The Corner

Senate GOP Con Job: Opposition to Obamacare

When he wasn’t calling for aid to the jihadi-jammed Syrian rebels this week, Senator Bob Corker was blasting fellow Republican Senator Ted Cruz over the pressure the latter has put on GOP lawmakers to defund Obamacare — pressure, that is to say, to match Republican election-season posturing with real action.

Politico reports:

Sen. Bob Corker (R-Tenn.) on Thursday took a whack at Cruz over social media for leading the charge to push Republicans to back only spending bills that defund Obamacare, which many in his own party have predicted will result in a government shutdown blamed on Republicans.

“I didn’t go to Harvard or Princeton, but I can count — the defunding box canyon is a tactic that will fail and weaken our position,” Corker said, a clear reference to the Harvard- and Princeton-educated Cruz.

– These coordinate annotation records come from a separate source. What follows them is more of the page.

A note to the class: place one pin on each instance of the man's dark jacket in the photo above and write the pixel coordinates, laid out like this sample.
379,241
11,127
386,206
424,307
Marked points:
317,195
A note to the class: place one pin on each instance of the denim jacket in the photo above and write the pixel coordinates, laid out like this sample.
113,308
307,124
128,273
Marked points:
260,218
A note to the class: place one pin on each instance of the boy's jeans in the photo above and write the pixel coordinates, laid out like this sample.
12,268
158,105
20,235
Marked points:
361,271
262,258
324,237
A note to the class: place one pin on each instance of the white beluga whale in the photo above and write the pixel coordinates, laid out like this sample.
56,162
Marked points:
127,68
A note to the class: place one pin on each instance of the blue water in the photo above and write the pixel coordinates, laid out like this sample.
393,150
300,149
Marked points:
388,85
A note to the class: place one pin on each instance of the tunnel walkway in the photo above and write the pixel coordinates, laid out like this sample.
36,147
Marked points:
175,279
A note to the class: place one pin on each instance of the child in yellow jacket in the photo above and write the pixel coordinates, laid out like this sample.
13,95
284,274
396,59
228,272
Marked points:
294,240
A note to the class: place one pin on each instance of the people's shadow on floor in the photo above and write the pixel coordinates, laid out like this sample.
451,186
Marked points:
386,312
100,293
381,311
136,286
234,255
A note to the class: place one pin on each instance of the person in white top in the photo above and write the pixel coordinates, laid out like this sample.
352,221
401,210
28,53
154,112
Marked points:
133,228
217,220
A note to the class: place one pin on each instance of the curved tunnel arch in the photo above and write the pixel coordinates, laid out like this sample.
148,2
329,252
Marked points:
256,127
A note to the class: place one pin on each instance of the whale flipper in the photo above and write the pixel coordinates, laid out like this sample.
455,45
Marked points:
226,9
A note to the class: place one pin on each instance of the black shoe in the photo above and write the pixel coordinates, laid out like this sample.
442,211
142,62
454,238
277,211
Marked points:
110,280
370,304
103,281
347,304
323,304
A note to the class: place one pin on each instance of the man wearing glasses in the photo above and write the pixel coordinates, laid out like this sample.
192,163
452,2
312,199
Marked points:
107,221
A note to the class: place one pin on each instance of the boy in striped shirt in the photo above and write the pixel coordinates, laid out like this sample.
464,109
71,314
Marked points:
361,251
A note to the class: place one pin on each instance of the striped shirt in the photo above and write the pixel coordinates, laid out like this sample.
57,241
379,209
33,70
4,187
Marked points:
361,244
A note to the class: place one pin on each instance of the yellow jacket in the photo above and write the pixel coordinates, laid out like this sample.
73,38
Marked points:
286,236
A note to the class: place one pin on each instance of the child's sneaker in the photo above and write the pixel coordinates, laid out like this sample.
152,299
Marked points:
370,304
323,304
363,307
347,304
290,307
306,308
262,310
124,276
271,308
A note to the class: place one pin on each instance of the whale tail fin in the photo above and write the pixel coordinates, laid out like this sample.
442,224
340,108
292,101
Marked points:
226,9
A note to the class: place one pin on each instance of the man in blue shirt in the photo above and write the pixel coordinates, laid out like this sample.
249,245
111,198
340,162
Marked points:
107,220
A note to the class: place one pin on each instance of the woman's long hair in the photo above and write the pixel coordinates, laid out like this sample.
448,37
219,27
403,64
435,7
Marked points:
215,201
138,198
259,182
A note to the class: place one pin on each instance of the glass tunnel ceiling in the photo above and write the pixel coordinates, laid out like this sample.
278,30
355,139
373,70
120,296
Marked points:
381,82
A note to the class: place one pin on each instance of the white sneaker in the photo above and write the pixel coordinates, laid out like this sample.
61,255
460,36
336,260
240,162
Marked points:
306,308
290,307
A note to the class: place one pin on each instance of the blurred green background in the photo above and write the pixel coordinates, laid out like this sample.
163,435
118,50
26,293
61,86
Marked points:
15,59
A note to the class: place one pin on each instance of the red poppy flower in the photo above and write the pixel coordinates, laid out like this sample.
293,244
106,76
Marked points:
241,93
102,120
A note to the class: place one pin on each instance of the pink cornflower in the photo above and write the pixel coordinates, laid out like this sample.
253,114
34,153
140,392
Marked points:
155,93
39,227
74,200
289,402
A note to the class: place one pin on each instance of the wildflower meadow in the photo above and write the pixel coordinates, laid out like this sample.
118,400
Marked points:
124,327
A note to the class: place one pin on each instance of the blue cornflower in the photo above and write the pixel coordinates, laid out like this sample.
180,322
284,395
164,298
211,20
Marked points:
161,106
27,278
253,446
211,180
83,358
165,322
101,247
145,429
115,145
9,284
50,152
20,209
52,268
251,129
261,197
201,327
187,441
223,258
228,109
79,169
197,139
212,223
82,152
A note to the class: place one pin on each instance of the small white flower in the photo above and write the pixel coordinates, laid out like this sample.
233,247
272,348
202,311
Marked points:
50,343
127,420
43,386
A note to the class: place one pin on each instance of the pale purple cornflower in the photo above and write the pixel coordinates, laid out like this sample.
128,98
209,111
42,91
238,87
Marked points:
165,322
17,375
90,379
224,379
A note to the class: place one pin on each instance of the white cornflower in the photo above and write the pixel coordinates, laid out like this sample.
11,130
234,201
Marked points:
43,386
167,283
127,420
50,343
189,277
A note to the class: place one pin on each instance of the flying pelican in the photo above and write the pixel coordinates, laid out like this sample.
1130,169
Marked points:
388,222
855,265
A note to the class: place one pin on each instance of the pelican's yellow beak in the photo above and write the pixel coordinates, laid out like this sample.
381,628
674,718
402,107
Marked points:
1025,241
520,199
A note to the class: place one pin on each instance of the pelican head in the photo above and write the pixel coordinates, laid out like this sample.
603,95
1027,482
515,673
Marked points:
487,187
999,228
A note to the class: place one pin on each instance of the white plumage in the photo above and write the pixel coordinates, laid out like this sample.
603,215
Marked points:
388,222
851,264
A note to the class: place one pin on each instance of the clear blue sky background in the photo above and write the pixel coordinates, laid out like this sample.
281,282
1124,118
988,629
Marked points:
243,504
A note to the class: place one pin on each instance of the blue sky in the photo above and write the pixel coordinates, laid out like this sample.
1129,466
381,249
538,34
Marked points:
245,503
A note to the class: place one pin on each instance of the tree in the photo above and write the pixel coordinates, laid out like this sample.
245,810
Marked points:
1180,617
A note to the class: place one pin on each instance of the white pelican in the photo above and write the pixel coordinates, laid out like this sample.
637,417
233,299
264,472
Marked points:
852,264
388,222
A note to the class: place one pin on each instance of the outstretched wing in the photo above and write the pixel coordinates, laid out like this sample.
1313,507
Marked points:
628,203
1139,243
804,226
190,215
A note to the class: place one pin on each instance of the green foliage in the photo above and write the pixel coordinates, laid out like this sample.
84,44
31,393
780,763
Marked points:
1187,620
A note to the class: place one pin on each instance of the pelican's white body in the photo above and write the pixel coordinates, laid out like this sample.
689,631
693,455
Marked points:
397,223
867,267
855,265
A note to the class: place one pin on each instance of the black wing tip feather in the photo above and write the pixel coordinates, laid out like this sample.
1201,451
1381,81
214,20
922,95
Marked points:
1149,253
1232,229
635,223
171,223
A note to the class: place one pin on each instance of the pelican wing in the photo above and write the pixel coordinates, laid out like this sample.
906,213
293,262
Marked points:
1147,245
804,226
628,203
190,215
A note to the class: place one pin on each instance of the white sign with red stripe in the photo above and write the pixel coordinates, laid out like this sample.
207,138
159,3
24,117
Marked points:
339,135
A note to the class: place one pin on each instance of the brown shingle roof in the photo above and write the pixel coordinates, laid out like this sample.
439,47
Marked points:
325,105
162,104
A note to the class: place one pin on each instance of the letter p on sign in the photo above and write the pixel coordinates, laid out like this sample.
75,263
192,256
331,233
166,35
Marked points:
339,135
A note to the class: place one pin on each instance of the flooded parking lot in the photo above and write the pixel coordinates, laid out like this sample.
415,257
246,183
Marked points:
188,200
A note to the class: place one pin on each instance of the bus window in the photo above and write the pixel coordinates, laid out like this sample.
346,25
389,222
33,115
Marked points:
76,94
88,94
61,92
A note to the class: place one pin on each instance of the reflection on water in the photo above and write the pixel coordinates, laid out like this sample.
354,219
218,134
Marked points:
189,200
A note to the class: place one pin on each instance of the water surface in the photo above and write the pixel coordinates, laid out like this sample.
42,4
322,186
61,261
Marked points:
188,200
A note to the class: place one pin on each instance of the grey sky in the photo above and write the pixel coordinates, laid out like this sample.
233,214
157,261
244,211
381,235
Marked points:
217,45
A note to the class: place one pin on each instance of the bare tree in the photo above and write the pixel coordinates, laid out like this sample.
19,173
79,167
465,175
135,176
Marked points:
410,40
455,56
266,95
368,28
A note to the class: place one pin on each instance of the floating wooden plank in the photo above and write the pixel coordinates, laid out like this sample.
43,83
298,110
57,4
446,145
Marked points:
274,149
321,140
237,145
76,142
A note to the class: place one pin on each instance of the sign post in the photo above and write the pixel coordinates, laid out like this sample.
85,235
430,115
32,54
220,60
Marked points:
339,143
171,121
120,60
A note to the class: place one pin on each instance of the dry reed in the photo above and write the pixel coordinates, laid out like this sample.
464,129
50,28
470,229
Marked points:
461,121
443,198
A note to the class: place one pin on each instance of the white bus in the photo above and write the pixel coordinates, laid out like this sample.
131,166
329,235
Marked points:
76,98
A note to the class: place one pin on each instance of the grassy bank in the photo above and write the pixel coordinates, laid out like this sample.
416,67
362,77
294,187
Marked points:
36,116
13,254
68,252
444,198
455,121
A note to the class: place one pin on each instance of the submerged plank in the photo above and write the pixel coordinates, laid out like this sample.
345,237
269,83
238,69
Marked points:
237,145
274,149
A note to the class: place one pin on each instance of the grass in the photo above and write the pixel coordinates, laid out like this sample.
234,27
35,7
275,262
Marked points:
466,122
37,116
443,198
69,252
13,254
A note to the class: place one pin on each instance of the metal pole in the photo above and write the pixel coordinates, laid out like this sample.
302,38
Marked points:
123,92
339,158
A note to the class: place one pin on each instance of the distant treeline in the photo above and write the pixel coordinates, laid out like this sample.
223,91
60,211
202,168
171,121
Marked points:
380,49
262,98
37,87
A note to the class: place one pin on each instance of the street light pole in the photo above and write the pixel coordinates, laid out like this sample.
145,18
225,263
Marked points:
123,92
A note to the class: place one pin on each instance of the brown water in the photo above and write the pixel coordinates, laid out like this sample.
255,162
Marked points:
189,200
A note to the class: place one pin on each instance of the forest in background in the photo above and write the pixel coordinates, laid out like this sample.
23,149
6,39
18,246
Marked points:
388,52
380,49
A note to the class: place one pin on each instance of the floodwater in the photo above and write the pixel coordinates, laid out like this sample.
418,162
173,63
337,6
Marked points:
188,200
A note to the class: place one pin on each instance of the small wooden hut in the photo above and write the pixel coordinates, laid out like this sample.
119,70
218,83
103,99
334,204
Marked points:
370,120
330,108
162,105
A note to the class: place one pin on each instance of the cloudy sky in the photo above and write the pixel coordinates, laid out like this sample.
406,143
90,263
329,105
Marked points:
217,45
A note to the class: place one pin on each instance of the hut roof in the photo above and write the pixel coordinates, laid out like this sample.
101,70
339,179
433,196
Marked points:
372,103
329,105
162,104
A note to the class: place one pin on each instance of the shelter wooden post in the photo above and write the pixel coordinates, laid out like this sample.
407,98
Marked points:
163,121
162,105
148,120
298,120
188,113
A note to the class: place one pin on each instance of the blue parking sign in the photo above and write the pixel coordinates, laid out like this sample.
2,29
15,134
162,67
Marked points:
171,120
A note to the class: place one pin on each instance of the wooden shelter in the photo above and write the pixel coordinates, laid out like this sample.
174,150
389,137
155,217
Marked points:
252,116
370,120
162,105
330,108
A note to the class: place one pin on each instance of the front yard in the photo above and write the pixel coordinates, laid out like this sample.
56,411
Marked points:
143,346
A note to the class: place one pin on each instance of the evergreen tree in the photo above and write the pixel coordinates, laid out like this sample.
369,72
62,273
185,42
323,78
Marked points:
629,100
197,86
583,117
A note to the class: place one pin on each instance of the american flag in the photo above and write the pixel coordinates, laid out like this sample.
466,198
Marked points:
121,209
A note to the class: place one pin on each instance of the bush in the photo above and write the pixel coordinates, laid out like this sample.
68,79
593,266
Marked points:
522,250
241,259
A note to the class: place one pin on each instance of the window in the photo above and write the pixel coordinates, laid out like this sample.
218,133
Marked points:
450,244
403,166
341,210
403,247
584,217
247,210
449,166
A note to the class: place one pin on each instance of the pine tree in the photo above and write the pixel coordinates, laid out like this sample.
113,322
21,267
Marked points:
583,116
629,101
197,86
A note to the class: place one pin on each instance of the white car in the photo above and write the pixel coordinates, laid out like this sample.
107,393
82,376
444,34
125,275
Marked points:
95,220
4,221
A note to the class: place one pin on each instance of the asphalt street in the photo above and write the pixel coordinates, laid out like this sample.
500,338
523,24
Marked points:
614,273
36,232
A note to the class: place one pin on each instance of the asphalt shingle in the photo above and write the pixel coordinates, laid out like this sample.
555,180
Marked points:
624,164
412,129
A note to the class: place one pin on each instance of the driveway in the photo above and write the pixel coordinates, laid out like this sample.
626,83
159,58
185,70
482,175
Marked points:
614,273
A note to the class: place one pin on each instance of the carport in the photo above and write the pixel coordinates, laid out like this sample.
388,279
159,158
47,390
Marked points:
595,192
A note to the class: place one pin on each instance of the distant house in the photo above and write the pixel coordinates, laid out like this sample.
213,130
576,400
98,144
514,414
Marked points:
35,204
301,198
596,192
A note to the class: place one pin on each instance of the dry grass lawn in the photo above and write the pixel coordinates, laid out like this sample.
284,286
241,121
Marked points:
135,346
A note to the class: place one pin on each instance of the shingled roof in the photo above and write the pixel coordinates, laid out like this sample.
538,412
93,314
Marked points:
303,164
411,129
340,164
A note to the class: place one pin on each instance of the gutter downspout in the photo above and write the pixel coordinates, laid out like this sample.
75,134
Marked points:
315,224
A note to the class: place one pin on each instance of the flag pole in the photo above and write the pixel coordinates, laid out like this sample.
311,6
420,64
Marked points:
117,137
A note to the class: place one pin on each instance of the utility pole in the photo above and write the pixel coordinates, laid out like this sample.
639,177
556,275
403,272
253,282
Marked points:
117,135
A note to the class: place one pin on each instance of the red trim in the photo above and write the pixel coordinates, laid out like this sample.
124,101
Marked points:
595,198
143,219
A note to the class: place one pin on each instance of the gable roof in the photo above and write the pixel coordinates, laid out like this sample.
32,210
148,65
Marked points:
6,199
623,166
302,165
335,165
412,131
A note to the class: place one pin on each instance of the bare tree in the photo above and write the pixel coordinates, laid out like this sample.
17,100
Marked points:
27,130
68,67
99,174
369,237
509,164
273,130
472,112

Corker obviously didn’t need an Ivy League education in order to master the ways of Washington. Just six months ago, he liked Cruz’s “defunding box canyon” so much, he voted in favor it. All Senate Republicans did.

Byron York has the story at the Examiner. Back on March 13, Cruz offered an amendment to the Defense Appropriations Act calling for the defunding of Obamacare. All 45 Republicans voted in favor of it. In fact, 20 of them joined Cruz as co-sponsors. With a possible primary challenge on the horizon, Majority Leader Mitch McConnell even made a point of letting the base know:

I want to thank Sen. Cruz for offering this amendment. . . . I strongly support his efforts. . . . We need to get this bill off the books and straighten out our country. This would be a big step in the direction of achieving that.

Sure it would.

Byron adds:

Indeed, some Republicans who are vehemently opposed to the defunding gambit today voted for it in March. North Carolina Sen. Richard Burr, for example, has called the current defunding proposal “the dumbest idea I’ve ever heard.” In March, Burr not only voted for defunding; he was a co-sponsor. Another Republican, Sen. Tom Coburn, has denounced the current defunding move as “dishonest” and bound to fail. In March, Coburn co-sponsored the Cruz amendment. [ACM: See Eliana’s post describing Coburn’s Sunday Show explanation that the defunding initiative he co-sponsored only six months ago now suddenly “can’t be done” … followed by his grousing, without a hint of irony, about “the crisis of confidence in our government.”] Other Republicans — Sens. Johanns, Johnson, Chambliss — who now say defunding won’t work were also co-sponsors of the Cruz defunding measure in March.

The change has left some of today’s defunders bitterly resentful of their colleagues and former allies. In private conversations, they complain that their fellow Republicans were with them when voting for defunding was easy but have run away when everything is on the line….

This is the Washington political class in sharp relief. The Republican establishment resists President Obama and his agenda only when it knows that resistance is futile, token and sure to be inconsequential — when it’s good for a campaign commercial about how hard the GOP is working to undo Obamacare, not when it’s about actually working hard to undo Obamacare. For most Senate Republicans, the vote on an anti-Obamacare amendment in the context of authorizing national defense programs that Republicans knew they were never going to block was a pose — just like the 40-odd votes to repeal Obamacare that had no chance of becoming law.

By contrast, the current defunding effort is a put-your-money-where-your-mouth-is moment: Risk a government shutdown over Obamacare funding under circumstances where Republicans could be blamed, but where (a) Obamacare is very unpopular and its downside consequences are just beginning to kick in; (b) the defunding strategy includes a commitment to fund the rest of government so it can be demonstrated that Obama would really be the one shutting down the government over Obamacare; and (c) Obama himself has already unilaterally and unconstitutionally defunded aspects of Obamacare, including repugnant accommodations for big corporations, Obama insiders, and members of Congress — such that, if the government shuts down, Republicans can compellingly argue that they are only insisting that the American people get the same relief from this awful law that Obama cronies, the ruling class, and the politically-connected get.

It may not work. Even if it doesn’t, though, it could have long-term benefits as Democrats up for election in 2014 and 2016 — Democrats who have gotten Obamacare fixes for themselves — are forced to defend Obamacare in the light of day. And for conservatives, it is a chance to see which Republicans are for real and which ones talk a good game as long as it’s just a game.